В тот же вечер я прочитал стихи. Они, конечно, что-то теряли во французском переводе, но все же было ясно, что их написал большой, великий поэт. Одно мне не нравилось — это обращение Муш к Элизе, образ которой просто не выходил у меня из головы. Я чувствовал, что вскоре он прочно поселился и в моем сердце.
Так и случилось. Я начал каждый четверг поджидать Муш на пересечении бульваров Сен-Жермен и Сен-Мишель. Позже она призналась, что доставка пакета не входила в ее обязанности, но с того дня, когда я предложил ей свои услуги, она, к удивлению экономки, добровольно взяла на себя и эту обязанность. Но тогда я не знал этого и все еще держался робко с нею. Думал, что и она отвечает, хотя и платонически, на чувства господина Генриха, и старался с уважением относиться к этому увлечению, хотя это стоило мне немалых терзаний и бессонных ночей на моем спартанском ложе в пансионе. Раз или два я заглядывал в спальню господина Генриха. Он очень радовался, завидев меня, называл меня «ле пти бюлгар» или «ле пти эсклав» («маленький порабощенный»), но, к сожалению, мы уже не могли подробно обсуждать положение наших стран.
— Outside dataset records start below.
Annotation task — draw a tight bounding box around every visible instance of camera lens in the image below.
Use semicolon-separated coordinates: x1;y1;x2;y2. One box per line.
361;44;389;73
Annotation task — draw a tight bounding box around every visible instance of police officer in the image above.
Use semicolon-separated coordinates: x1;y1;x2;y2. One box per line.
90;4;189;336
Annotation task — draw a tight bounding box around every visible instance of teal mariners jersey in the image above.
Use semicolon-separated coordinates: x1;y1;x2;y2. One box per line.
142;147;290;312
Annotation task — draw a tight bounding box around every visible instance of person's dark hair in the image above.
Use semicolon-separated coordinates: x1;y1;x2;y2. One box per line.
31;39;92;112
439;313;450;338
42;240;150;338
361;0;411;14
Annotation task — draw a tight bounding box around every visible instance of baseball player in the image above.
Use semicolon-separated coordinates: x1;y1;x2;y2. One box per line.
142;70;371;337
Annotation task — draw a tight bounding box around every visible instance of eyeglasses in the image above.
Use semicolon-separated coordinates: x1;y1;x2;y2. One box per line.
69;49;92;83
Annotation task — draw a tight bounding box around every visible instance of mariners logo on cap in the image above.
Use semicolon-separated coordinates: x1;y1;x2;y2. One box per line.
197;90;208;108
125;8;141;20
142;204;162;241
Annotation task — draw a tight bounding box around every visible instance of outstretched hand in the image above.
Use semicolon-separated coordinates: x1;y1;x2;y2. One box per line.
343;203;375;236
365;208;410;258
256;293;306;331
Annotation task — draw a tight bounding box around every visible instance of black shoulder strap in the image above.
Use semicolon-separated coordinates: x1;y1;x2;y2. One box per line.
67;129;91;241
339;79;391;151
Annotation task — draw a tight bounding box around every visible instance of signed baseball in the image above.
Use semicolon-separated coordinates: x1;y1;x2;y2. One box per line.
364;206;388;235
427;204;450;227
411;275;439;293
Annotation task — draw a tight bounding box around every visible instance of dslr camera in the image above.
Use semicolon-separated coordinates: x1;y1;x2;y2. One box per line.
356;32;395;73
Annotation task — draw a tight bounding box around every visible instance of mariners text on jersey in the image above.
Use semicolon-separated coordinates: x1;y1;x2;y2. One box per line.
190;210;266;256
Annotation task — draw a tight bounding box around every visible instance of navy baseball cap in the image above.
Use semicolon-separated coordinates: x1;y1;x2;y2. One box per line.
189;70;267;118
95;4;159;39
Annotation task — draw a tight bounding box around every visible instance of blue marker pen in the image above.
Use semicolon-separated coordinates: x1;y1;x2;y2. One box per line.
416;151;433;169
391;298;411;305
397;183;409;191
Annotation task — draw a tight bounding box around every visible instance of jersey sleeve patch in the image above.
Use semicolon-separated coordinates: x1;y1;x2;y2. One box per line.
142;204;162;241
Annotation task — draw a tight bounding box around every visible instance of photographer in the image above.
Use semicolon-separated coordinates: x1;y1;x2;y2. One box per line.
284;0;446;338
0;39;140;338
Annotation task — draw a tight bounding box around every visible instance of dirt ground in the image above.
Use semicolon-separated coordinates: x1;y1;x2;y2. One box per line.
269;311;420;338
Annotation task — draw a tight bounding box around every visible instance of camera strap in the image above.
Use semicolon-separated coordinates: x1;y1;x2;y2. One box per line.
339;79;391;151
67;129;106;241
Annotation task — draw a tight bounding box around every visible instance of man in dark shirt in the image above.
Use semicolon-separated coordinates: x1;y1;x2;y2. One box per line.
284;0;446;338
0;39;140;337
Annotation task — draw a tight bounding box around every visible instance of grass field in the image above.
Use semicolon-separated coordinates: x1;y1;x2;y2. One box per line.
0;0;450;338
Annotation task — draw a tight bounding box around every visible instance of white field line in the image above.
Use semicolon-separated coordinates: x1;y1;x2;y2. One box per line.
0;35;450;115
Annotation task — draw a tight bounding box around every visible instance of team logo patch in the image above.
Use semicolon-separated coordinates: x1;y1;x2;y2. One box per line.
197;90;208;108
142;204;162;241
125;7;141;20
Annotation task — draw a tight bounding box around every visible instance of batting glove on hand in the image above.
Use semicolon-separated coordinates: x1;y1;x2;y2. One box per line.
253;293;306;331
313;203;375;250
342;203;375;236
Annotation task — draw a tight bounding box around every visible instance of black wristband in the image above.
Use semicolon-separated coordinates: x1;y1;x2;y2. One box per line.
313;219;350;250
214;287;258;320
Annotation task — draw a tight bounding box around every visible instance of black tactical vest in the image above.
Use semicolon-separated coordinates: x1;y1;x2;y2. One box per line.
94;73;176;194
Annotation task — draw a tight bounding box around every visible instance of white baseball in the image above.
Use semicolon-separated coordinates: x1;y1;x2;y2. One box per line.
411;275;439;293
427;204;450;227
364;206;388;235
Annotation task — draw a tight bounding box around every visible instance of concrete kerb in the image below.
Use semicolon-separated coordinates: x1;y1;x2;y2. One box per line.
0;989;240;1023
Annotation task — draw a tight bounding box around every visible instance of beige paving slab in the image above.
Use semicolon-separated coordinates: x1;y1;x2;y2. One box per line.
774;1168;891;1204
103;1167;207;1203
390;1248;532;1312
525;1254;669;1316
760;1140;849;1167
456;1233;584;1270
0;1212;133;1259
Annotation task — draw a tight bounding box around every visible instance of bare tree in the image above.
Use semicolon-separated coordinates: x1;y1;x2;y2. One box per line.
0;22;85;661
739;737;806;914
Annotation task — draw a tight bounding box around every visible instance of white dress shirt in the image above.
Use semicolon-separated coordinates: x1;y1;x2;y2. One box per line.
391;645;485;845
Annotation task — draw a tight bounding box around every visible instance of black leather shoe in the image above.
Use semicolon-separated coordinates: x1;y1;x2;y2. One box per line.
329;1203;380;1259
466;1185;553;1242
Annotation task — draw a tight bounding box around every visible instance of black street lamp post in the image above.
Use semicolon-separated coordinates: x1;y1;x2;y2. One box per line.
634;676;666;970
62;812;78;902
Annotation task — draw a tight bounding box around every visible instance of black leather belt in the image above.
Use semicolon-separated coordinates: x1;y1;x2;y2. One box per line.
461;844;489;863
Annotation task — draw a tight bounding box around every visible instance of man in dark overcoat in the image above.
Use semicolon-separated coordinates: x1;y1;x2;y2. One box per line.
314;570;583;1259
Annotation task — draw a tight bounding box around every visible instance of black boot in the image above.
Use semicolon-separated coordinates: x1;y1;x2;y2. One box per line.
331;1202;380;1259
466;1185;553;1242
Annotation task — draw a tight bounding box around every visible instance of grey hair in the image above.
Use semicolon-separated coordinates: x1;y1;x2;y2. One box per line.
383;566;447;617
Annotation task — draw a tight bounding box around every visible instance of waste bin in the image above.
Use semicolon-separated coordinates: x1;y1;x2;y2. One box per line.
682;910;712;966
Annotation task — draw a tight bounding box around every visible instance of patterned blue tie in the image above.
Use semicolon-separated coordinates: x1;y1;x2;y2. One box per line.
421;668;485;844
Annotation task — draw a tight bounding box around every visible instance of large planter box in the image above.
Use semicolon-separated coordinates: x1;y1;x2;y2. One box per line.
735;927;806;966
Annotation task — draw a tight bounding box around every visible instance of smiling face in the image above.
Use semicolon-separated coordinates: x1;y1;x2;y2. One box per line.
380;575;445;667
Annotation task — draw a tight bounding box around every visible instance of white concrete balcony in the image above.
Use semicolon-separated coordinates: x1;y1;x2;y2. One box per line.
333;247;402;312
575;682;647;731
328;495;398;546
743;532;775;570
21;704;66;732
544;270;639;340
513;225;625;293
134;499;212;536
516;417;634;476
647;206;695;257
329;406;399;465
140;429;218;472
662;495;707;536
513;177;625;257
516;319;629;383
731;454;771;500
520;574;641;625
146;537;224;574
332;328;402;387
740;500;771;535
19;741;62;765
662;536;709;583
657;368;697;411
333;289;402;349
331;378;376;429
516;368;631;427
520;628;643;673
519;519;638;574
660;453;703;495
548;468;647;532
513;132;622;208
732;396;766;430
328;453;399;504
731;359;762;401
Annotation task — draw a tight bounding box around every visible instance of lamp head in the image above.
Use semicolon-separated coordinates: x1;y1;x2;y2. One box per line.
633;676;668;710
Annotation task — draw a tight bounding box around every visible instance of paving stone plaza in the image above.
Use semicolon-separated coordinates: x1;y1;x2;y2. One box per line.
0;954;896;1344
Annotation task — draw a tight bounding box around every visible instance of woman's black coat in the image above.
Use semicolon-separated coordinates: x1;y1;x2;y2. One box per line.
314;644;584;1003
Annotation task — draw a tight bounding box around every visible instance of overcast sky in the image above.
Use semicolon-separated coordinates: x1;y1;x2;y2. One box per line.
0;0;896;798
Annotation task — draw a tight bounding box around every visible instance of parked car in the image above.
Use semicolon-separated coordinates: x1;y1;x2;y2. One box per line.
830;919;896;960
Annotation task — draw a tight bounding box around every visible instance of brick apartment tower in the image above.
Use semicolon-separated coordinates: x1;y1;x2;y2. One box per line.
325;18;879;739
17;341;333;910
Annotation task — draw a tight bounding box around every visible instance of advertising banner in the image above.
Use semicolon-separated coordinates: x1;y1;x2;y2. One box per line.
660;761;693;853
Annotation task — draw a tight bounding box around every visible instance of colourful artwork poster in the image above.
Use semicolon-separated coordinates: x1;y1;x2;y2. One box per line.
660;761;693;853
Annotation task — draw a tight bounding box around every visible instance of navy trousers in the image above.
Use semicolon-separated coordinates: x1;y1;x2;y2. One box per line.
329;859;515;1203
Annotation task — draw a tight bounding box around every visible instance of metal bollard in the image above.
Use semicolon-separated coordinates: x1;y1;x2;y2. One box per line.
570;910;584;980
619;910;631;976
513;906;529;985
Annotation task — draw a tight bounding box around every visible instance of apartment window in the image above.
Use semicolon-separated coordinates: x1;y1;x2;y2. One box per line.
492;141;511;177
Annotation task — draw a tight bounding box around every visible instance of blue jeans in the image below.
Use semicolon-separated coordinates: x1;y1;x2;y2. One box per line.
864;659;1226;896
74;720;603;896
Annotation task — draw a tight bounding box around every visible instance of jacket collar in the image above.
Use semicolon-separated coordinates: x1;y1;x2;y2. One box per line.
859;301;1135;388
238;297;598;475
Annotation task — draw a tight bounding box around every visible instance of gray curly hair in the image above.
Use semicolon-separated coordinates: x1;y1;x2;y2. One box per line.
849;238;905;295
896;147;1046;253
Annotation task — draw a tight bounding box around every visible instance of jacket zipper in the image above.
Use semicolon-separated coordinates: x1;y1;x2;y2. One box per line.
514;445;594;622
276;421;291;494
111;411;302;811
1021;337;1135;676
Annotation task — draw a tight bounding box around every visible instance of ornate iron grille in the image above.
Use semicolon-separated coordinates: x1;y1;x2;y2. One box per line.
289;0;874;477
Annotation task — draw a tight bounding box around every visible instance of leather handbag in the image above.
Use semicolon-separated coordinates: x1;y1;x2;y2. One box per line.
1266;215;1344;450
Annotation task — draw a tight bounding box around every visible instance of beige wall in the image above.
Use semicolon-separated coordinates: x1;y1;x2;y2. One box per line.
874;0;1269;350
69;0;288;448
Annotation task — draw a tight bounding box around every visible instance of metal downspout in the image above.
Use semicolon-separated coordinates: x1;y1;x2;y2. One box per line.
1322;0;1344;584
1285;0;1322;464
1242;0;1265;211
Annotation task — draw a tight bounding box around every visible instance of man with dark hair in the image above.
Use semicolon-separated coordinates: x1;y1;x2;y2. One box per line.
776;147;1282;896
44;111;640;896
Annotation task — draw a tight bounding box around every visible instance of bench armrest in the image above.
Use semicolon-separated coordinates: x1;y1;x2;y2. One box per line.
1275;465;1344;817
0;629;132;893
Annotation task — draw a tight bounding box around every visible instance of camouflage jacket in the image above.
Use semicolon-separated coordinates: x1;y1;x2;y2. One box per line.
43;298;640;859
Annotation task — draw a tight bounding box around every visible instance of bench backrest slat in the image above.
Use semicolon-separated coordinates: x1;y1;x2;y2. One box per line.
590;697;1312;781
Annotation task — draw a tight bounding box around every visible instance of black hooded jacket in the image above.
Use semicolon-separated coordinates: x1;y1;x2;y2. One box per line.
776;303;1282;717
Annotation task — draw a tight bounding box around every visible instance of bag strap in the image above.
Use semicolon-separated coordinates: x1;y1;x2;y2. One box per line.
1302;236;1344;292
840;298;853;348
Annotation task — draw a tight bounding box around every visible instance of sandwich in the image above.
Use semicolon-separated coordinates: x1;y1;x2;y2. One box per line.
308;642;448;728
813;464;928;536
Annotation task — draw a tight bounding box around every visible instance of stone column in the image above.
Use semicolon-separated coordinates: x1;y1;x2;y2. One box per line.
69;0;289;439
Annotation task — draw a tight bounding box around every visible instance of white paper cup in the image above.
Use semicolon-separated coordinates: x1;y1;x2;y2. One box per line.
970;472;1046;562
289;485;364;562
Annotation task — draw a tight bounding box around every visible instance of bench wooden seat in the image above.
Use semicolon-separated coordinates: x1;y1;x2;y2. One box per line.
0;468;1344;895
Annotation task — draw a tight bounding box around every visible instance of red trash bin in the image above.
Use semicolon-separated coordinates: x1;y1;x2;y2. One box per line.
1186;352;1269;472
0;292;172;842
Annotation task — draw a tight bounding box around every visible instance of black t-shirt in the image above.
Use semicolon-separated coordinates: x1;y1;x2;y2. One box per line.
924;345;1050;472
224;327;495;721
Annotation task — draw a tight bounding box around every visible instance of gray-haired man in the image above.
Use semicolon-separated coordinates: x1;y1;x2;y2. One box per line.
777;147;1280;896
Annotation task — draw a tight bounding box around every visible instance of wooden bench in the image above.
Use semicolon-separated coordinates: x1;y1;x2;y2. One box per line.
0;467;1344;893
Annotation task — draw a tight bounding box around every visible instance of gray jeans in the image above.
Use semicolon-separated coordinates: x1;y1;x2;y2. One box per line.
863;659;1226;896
Его состояние с каждым днем ухудшалось. Он уже почти не мог говорить, его поили только чаем и соками. О своих просьбах он подавал знаки глазами. Муш отгадывала каждое его желание и тут же бросалась выполнять его. В эти дни она совсем забыла обо мне, но я прощал ей все, потому что ценил ее преданность и верность великому, угасающему на глазах поэту. Мне доставляло удовольствие просто смотреть, с какой грацией она подает ему чай и поправляет подушку под его измученной прекрасной головой. Да и чего мог хотеть я в свои семнадцать лет в мире, чуждом и моему воспитанию, и моему мировосприятию, мире, по моим тогдашним представлениям, богатом и свободном, а в сущности, раздираемом противоречиями и материальным неравенством.
Каждое воскресенье вместе с остальными болгарскими юношами я посещал нашего благодетеля доктора Петра Берона. Но он, увлеченный своими сложными научными занятиями, — в то время он приступил к работе над своей семитомной «Панепистемией» — слушал нас рассеянно, хотя и интересовался нашими успехами в науках, давал мудрые советы (в то время ему было около шестидесяти). Мне все время казалось, что свои вопросы он задает машинально, а ум его витает где-то среди сложных научных проблем, которые он поставил себе целью систематизировать и в конечном счете разрешить. Однако к одному мальчику из Свиштова, который появился в Париже год назад и поселился у него в доме, он относился как к сыну. Тот проявил большое дарование художника и чертежника, и доктор впоследствии послал его учиться в Мюнхен в Академию изящных искусств. По возвращении из Германии, обзаведшись бородой и гонором, он проиллюстрировал «Панепистемию», а потом стал одним из крупнейших болгарских художников периода национального Возрождения, то есть нашего времени. Это был Николай Павлович. Его имя теперь носит Высший институт изобразительных искусств. И вправду, парень был способный, хотя я был тоже не лыком шит, но Николаю помог общительный, легкий характер. Он забавлял доктора, смешил его, а я, по природе стеснительный, перед авторитетными и уважаемыми людьми терялся, замыкался в себе и больше молчал. Доктор так и не смог сблизиться со мною и оценить мои подлинные достоинства. Зато это в полной мере удалось Элизе, причем в те трудные месяцы, когда господин Генрих был на грани того, чтобы «отдать богу душу», как говорили котленские старушки. В начале 1856 года я оставил и пансион, и лицей, забросил учебу. Зато я поднаторел в другой науке — первой юношеской любви. Был постоянно подле Элизе. А она почти круглосуточно дежурила у кровати агонизирующего господина Генриха и умудрялась вливать ему в рот какую-то подслащенную жидкость с лекарствами. Он отказывался их принимать в те краткие мгновения, когда приходил в сознание. Он так страдал, что предпочитал смерть жалкой жизни, которая никак не желала расставаться с ним.